The stories that I wrote with no outline or plan had a better flow, more attention to detail, and above all, they felt honest. I liked discovering the story as I went, as though it was being told to me and I was simply writing it down. The characters determined the plot, they grew right before my eyes, they set the direction, and I couldn’t wait to discover what would happen next. There was so much freedom. I always had a destination in mind, things I wanted to say or do, but I never let that determine or affect what I was working on in a given moment. I would get there when the time was right and discover new things along the way. But discovery doesn’t come without a price. There were times when things just didn’t work, where the plot just didn’t seem to make sense, if it was even there at all. Despite that, I still feel that these off the cuff stories have helped me grow as a writer more than any stories that were preceded by a carefully thought-out plan. We grow as writers by writing.

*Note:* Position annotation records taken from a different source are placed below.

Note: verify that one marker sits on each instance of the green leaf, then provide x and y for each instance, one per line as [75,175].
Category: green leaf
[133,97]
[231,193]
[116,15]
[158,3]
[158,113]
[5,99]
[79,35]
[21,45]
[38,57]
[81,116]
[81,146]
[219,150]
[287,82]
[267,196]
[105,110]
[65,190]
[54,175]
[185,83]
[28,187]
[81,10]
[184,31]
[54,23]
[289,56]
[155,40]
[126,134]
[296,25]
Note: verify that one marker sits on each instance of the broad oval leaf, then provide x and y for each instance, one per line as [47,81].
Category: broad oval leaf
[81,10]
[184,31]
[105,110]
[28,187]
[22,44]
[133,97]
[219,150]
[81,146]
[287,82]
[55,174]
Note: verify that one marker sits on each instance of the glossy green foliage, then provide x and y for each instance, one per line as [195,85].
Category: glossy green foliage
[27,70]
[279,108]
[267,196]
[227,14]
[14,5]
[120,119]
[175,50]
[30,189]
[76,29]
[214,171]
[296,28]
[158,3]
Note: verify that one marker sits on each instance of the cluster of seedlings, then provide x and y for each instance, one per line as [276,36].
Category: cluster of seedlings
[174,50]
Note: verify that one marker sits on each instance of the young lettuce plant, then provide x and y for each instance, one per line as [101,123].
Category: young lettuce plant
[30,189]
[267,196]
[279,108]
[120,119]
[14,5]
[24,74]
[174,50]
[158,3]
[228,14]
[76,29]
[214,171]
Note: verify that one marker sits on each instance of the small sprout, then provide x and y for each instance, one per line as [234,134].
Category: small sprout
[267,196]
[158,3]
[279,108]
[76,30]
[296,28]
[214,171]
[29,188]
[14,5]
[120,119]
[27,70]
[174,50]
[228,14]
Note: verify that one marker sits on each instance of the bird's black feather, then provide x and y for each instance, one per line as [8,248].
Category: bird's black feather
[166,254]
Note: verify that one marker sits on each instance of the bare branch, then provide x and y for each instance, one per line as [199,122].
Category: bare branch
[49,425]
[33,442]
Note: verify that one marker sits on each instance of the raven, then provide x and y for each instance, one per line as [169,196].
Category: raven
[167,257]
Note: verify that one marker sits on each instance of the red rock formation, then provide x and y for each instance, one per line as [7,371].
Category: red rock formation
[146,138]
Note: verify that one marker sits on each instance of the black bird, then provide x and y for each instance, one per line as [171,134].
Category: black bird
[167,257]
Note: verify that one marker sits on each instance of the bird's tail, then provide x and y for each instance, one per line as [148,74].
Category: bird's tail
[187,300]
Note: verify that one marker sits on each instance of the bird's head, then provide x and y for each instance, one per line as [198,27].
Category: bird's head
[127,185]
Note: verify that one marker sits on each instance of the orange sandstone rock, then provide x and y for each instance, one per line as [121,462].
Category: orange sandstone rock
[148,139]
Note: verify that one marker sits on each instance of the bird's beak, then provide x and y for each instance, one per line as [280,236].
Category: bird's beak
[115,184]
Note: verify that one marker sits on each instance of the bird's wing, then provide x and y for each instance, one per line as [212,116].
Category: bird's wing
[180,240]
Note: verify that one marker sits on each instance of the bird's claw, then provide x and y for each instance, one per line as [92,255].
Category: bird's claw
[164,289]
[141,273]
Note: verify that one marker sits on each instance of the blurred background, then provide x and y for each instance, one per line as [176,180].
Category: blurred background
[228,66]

The approach that I take now does not involve outlines or any real planning. I don’t want to lose the spontaneity or the discovery that comes with simply writing. However, I still know where I’m going. I always have a destination in mind, however small, be it the next scene, the final words, or even the smallest of ideas. How I get there, though, is something that unravels along the way and sometimes the curiosity, the tangents, or straying can lead to amazing things.
When I think of my journey to the ocean, I wouldn’t change a thing. I’m thankful for that lime green binder because it reminded us of where we were going. But sometimes you have to throw that binder in the back seat and just see where you end up. What you discover might surprise you.
Do you swear by outlines or do you fly by the seat of your pants? Do you have another method all together?